Went out with a couple friends today and had a blast!
We were using a drone to "cast" the bait 150 or so yards off the beach.
Ended up catching three black drums (36", 33", 32.5")

We caught all of them on fresh peeled shrimp.


Video of drone dropping off the bait.
https://youtu.be/K1qV9C3dQSc


----------



## aquatic argobull (Mar 2, 2009)

Awesome! How did you get the drone to release the bait?


----------



## clivingston388 (Jun 25, 2016)

Just used a simple down rigger clip, so when I wanted the drone to drop the bait i just had to stop the line from spooling out and fly the drone a little farther out.

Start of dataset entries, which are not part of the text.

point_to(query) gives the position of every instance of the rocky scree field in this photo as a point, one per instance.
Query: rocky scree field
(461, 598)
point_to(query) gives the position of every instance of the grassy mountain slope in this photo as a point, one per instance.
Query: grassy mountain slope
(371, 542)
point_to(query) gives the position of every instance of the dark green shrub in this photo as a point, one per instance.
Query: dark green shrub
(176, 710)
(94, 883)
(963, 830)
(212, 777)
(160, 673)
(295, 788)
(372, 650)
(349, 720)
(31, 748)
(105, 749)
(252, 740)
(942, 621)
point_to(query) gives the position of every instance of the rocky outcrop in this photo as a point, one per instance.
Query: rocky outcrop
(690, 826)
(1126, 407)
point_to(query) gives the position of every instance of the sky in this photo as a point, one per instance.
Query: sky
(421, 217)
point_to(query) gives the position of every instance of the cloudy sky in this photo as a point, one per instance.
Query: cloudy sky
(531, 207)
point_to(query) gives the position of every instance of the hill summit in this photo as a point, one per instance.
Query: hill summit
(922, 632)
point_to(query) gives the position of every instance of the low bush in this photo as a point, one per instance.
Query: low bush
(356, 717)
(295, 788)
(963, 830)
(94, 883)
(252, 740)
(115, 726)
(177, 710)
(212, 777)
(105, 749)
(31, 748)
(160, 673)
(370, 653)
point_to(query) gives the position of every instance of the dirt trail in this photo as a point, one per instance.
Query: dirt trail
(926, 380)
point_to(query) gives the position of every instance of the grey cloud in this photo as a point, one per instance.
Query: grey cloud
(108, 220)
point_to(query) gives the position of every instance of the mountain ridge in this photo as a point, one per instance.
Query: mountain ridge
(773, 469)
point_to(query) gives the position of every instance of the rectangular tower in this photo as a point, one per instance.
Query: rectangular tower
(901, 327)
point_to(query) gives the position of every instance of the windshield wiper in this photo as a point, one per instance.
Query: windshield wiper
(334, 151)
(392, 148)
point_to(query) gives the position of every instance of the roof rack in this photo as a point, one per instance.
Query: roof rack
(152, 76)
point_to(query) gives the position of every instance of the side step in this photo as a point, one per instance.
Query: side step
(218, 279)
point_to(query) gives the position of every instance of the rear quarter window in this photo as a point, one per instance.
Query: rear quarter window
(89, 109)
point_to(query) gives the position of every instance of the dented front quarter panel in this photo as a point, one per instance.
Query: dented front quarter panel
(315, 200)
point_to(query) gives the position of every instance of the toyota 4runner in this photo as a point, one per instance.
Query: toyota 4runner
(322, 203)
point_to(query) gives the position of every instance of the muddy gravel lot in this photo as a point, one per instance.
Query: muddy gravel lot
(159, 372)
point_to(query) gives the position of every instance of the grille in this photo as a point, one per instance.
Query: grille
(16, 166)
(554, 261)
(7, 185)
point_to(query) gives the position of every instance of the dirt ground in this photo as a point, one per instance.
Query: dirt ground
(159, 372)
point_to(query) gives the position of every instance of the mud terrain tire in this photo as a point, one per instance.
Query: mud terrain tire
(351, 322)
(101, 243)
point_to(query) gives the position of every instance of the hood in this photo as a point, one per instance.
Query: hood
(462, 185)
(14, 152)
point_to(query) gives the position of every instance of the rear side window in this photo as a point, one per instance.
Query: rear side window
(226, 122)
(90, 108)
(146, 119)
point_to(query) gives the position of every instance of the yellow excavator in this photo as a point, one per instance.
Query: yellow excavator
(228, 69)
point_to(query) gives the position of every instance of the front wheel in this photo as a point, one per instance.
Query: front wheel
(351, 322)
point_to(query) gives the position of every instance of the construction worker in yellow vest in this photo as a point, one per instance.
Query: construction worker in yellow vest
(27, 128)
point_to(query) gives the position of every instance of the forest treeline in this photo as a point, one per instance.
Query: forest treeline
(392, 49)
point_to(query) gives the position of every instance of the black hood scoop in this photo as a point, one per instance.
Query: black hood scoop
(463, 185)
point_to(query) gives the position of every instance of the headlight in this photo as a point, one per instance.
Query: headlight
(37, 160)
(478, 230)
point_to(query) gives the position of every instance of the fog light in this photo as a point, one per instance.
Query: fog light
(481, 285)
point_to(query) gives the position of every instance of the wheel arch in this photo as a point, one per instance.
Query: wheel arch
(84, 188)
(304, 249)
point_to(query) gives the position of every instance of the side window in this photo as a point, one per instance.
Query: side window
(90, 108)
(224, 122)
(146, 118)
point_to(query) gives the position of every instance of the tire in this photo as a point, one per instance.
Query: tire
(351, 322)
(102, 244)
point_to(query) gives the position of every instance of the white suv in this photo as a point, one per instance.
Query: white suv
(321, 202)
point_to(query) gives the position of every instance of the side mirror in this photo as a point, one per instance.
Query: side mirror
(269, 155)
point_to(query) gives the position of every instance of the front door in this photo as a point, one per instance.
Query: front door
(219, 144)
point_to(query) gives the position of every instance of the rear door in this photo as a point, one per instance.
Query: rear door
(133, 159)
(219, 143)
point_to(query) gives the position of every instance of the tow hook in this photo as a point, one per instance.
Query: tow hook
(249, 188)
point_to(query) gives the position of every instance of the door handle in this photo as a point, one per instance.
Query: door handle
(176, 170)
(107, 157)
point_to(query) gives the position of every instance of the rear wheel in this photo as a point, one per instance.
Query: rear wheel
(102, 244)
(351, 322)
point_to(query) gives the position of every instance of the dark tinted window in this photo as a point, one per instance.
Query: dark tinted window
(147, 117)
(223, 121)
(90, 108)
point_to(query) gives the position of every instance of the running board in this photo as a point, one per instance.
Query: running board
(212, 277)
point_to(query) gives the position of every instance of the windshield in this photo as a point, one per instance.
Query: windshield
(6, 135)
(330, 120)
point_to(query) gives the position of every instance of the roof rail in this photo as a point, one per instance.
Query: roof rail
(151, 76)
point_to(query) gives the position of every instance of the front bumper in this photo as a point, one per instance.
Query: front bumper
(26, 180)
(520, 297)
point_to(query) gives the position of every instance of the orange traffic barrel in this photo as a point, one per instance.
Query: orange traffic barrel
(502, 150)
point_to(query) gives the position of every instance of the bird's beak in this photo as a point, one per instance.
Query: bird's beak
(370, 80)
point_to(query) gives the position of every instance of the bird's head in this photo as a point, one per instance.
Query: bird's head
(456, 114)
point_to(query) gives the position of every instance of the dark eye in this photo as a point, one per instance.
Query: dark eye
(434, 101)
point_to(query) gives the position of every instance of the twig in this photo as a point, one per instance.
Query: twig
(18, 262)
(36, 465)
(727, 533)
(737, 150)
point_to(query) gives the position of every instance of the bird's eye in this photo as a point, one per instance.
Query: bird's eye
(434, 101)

I got the idea from this video


----------



## GROUPERKING (Sep 28, 2011)

Some nice string stretchers !


----------



## SouthernBell (Jan 5, 2018)

Fantastic! I have to put my boys onto this method...great job!


----------



## BananaTom (Feb 16, 2008)

Embedded Video:


----------



## BananaTom (Feb 16, 2008)

This reminds of a heated thread years ago:

How Far Can You Cast??

With many stating 100's of yards.
Like two football fields.
I think it was a Pier Rat Thread, and casting at passing Cobia Hunters was the subject.

PS: Nice catch OP!!


----------



## softbutchharley (Jan 19, 2016)

way cool...maybe try it cobia season with a cam to spot the cobia then drop on 'em ? very cool video..


----------



## Joraca (Dec 29, 2007)

BananaTom said:


> This reminds of a heated thread years ago:
> 
> How Far Can You Cast??
> 
> ...


Once the line breaks, getting 200 yards with a 5 oz weight is a piece of cake!

Great catch, btw.


----------